In der Einsamkeit das Leben wiederfinden

Der Kriminalschriftsteller Friedrich Ani legt mit „Im Zimmer meines Vaters“ einen bemerkenswerten Gedichtband vor

Von Thorsten SchulteRSS-Newsfeed neuer Artikel von Thorsten Schulte

Besprochene Bücher / Literaturhinweise

Friedrich Ani ist eigentlich Kriminalschriftsteller. Wer sich zu Vorurteilen hinreißen lässt, wenn sich ein Kriminalschriftsteller als Gedankenreisender in die Welt der Lyrik begibt, wird von Anis neuem Gedichtband Im Zimmer meines Vaters überrascht werden. Seine Gedichte sind schwungvoll, sprachspielerisch, pointiert und auch politisch. Sie handeln von Alltagsempfindungen und Beobachtungen, von Spurensuchen, von „Ausschau nach ihr“ und Besuchern. In den Gedichten finden sich Abstand und Nähe, Schatten und Kindheitserinnerungen – Erinnerungen an Wunden, „Weltenrand“ und Nordseestrand. Ani schaut aus seinem Zimmer in die Leere. Er lauscht in die Weite, in einen von ihm geliebten „eisigen/ Wind“ und ist sich der Gefahren der Einsamkeit bewusst.

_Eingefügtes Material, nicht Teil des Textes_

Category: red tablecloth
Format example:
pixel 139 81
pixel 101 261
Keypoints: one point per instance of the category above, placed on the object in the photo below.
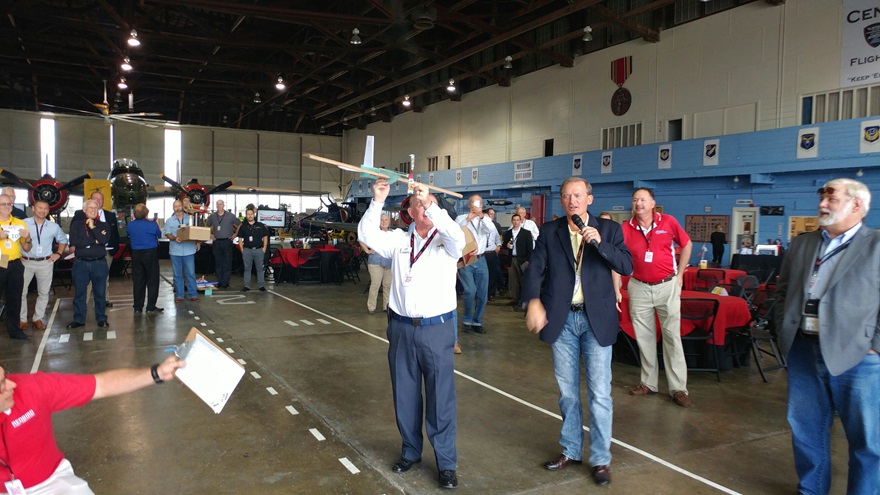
pixel 732 312
pixel 690 276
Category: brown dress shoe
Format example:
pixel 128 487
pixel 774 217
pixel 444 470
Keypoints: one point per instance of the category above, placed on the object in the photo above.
pixel 561 463
pixel 641 390
pixel 681 398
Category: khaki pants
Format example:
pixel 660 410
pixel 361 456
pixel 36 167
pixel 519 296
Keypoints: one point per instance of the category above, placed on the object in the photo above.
pixel 665 298
pixel 42 270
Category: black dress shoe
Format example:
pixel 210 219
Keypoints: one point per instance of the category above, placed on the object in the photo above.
pixel 403 464
pixel 561 463
pixel 448 479
pixel 602 474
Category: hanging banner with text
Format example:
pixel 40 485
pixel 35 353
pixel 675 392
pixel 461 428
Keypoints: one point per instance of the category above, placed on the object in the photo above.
pixel 860 55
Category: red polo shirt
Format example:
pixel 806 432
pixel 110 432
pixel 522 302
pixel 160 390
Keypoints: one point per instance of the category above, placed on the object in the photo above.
pixel 660 242
pixel 28 445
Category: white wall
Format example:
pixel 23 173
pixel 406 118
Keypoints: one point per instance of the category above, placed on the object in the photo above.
pixel 738 71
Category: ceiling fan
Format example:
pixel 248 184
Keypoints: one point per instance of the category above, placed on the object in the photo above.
pixel 104 110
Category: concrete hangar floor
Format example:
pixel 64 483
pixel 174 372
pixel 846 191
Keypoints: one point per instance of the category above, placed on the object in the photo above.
pixel 313 412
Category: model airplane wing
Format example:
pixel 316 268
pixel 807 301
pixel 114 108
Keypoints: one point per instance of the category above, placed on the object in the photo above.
pixel 377 172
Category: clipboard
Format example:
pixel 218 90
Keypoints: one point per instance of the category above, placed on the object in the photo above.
pixel 210 372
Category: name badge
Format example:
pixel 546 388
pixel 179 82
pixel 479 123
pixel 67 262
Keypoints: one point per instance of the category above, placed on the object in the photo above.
pixel 15 487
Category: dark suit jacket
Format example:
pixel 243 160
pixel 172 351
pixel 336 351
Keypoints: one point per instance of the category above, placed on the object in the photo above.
pixel 849 311
pixel 113 242
pixel 550 276
pixel 524 244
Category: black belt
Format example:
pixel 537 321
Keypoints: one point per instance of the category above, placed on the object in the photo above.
pixel 421 322
pixel 667 279
pixel 811 336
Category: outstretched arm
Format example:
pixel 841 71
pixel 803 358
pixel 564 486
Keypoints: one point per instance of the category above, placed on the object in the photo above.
pixel 123 381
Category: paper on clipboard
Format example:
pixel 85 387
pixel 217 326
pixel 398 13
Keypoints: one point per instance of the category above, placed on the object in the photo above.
pixel 210 373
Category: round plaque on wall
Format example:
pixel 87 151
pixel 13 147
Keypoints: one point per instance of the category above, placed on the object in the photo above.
pixel 621 101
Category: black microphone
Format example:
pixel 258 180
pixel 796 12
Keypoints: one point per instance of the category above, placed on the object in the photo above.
pixel 580 225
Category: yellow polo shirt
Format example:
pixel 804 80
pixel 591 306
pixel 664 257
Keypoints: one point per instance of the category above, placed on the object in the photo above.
pixel 11 248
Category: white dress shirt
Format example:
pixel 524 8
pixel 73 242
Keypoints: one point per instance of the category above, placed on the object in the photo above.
pixel 427 287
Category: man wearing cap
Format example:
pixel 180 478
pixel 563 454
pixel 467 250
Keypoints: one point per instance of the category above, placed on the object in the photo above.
pixel 656 285
pixel 39 261
pixel 475 276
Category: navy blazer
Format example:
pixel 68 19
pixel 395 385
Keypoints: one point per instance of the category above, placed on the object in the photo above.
pixel 550 276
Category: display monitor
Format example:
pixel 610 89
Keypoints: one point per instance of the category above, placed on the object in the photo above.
pixel 771 249
pixel 272 218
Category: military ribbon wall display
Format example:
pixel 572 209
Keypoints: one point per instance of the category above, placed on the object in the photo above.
pixel 869 142
pixel 664 156
pixel 860 43
pixel 607 158
pixel 808 143
pixel 621 100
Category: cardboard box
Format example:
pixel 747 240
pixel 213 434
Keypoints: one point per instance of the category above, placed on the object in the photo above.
pixel 194 234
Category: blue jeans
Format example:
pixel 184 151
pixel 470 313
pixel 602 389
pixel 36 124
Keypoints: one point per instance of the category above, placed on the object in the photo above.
pixel 253 257
pixel 576 340
pixel 184 266
pixel 475 284
pixel 813 396
pixel 83 273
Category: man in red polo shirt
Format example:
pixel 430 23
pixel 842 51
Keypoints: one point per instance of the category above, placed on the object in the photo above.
pixel 29 456
pixel 656 285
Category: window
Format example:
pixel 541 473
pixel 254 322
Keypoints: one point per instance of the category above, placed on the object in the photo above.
pixel 674 130
pixel 843 104
pixel 47 147
pixel 622 136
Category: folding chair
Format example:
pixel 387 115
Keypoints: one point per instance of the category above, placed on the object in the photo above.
pixel 702 313
pixel 707 277
pixel 761 329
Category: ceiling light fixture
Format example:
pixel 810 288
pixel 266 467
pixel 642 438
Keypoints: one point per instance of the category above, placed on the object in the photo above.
pixel 588 34
pixel 133 41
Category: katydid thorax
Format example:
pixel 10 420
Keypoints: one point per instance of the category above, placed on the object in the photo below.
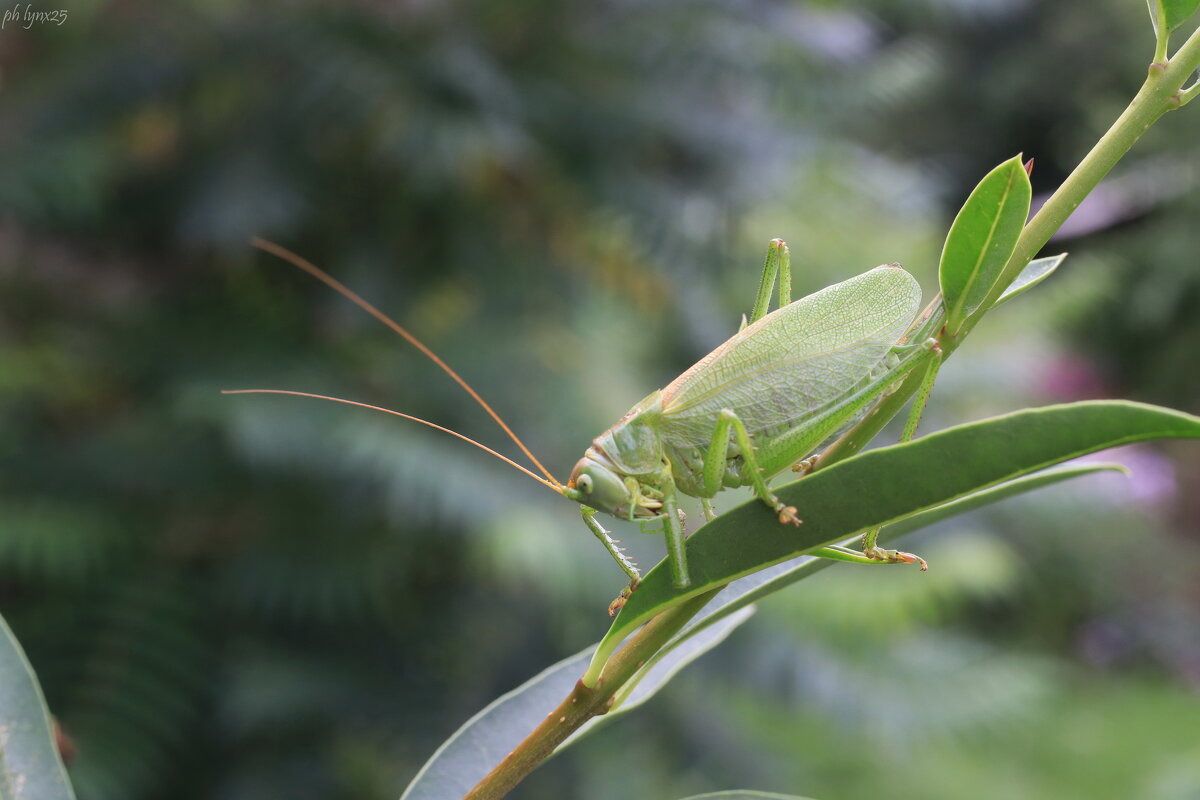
pixel 761 402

„Vom Getrenntsein“ schreibt Ani. Er versteht die Trennung nicht, das lyrische Ich weint um sein Leben und fragt, warum es so leide: „alles ist eins.“ Als Echo schallen Zweifel und Verzweiflung eines Liebenden zurück und finden ihren Platz in berührenden Zeilen. Ein flehender Ausruf, dass die Liebsten doch stets geehrt und beschützt wurden, bleibt hernach ungehört. Die Entscheidung der Trennung, die im Gedichtband mehrfach widerhallt, ist längst gefallen. Auf Trennung folgt Vermissen. Versuche neuer Annäherung führen anschließend zu einem noch stärkeren Empfinden von Einsamkeit. Obgleich das lyrische Ich fast sein Leben für den geliebten Menschen gab, wendet sich das Gegenüber ab. Dreimal fragt es, warum – und findet keine Antwort. Erlösung erhofft sich das lyrische Ich, wenn es „dich“ nicht mehr sieht. Auch wenn sich viel Einsamkeit in den Gedichten findet, so ist es doch das Ziel der Zeilen, das Leichte im Leben wieder zu erkennen. In der Schwäche findet sich neue Kraft, die Phönix-gleiche Stärke des Alleingelassenen. Die aufkeimende und sich ausbreitende Leichtigkeit spiegelt sich im ungezwungenen Rhythmus der Verse wider. Das lyrische Ich spricht sich Mut zu: „Wird schon wieder,/ muss doch werden, niemand/ ist nichts, ein jeder ist/ ein Licht auf Erden.“

Friedrich Ani wurde 1959 als Sohn eines Syrers und einer schlesischen Vertriebenen in Kochel am See geboren. Ein solitärer Block ist ein dem Gedichtband den Titel gebender Zyklus aus 19 Gedichten über den verstorbenen Vater des Dichters. Als „Sohn des Sandes“ und „Kind Mesopotamiens“, der „halbeinheimisch, habilitierter/ Doktor“ sei, bezeichnet er seinen Vater. Der Leser darf sich ihm nähern, Ani gewährt ihm einen Blick „unters Gerümpel im/ Abteil deiner Seele, das nie ein Mensch betrat, so nah/ er dir auch kam“. Es entsteht ein Bild aus gewollter Distanz, kindlichem Erschrecken und Schweigen. Dieses stand oft zwischen Vater und Sohn, die es nicht wagten, Gefühle zu zeigen. Der Vater sprach nicht über den syrischen Bürgerkrieg und verschwieg „die Wunden alle, welche in dir nagten“. Und so richtet er Worte über jene, die heute in Deutschland „Besorgnis“ und „Not zum Ausdruck bringen“, an den Vater; Ani erzählt ihm von den besorgten Bürgern: „Bürger mit/ geborgten Hirnen“, die die „Schlafstatt von/ verrückt gebombten Kindern“ anzünden und, sich betrinkend, über „die Ungewaschnen mit der falschen Haut“ schimpfen. So begibt sich Ani auf das Terrain der aktuellen Tagespolitik und ruft in einem illokutionären Akt aus: „wir jagen niemand zurück/ zum Tod im Leichenbasar./ Welt heißt Asyl./ Geburt heißt Asyl.“ Mit Blick auf den entschlafenen Vater, der „fremd/ im traumlosen Land“ gewesen sei, resümiert der Dichter melancholisch: „wir haben dir/ alle nicht ein einziges Mal zugehört“.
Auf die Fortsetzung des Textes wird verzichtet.